Proving the concept of Dynamic BIM

As a proof of concept, this research focuses on using a BIM tool supporting a web browser based client with the following features:

  • Industry Foundation Class building drawing file formats
  • Industry Foundation Class versioning, Geographic Information System
  • Building Drawing Data Filtering
  • Web-browser Interface

In addition, current “Living Laboratories” have provided this research with more that 100 million datasets containing humidity, CO2, radiant temperature, weather data, occupancy data, HVAC performance data, and overall building performance data. Current “Living Laboratories” include the Environmental Research Institute (ERI), UCC and the HSG zander Hotel and Training Centre, Neu Isenburg, Frankfurt, Germany. Figure 2 illustrates a current supported web-based application that displays building performance data from the ERI. The user simply clicks a relevant icon in the building floor schematic and a resultant two weeks period of specific building data is displayed. An enhancement of this application would be to integrate a similar tool that references the BIM and displays specific detail concerning building zones such as window type, door type, occupant levels, and history of energy usage.

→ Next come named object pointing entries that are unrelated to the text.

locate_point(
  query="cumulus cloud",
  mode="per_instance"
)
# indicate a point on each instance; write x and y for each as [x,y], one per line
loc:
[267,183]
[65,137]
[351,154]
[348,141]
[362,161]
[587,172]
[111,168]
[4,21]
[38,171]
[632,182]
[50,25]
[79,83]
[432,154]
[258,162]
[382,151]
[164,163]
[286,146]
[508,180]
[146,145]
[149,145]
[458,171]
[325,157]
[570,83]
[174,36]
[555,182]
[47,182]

2 Building Performance Monitoring of the ERI

Proposed Software Architecture

Current academic literature on the subject of BIM is preoccupied with how BIMs can be supported and how they can reproduce and exchange geometric data between numerous Computer Aided Design (CAD) drawing tools. This research pulls the topic of BIM in a different direction. Referring to figure 3, a BIM contains predominantly descriptive and static data. A Data Warehouse, on the other hand, supports data which is largely dynamic. Data is sourced from wired and wireless meters deployed in buildings. In addition the architecture illustrated in figure 3 also supports data sources from RFID equipment used to detect occupants and track equipment. The sensor and actuation network involves, as mentioned, wired and wireless sensors coupled with actuation devices such as actuating windows, blinds, and under floor heating valves. The top layer of this architecture supports simulation activities where simulated output can be stored at the BIM. Maintenance tools incorporate how maintenance tasks are detected, scheduled, resolved and resourced. Monitoring Tools focus on retrieving data from both the BIM and the Data Warehouse where user interfaces/dash boards are designed to support stakeholder information requirements. The Intelligent Control supports the analysis of incoming sensed data.

3 Dynamic Building Information Model Architecture

Research Outcome

This research will focus on merging the abilities of the BIM and the Data Warehouse to produce a total Dynamic BIM solution where static data from the BIM will be enriched with dynamic data from the Data Warehouse such as room temperature, room occupancy levels, CO2 levels and much more. We are talking about capturing dynamic building performance data at a particular point in time and storing this data in a version of a BIM server based building model.

In addition to the above task, this research will examine how to further enrich dynamic BIM data by applying simulated data, and data produced through a Data Warehouse’s data analysis techniques. The real goal in this research is to prove how such a dynamic BIM can precisely evaluate building performance and facilitate prognosis of building inspection, maintenance, actuation and renovation.

The author would like to acknowledge the work of the Science Foundation Ireland funded Scientific Research Cluster IT for Optimised Building Operation (ITOBO) and the Informatics Research Unit for Sustainable Engineering (IRUSE) based in the Civil and Environmental Engineering Department, School of Engineering, University College Cork. Brian Cahill is a PhD student in the School of Engineering, under the supervision of Professor. Karsten Menzel, Chair IT in Architecture, Engineering and Construction, Director of the Informatics Research Unit for Sustainable Engineering (IRUSE), UCC.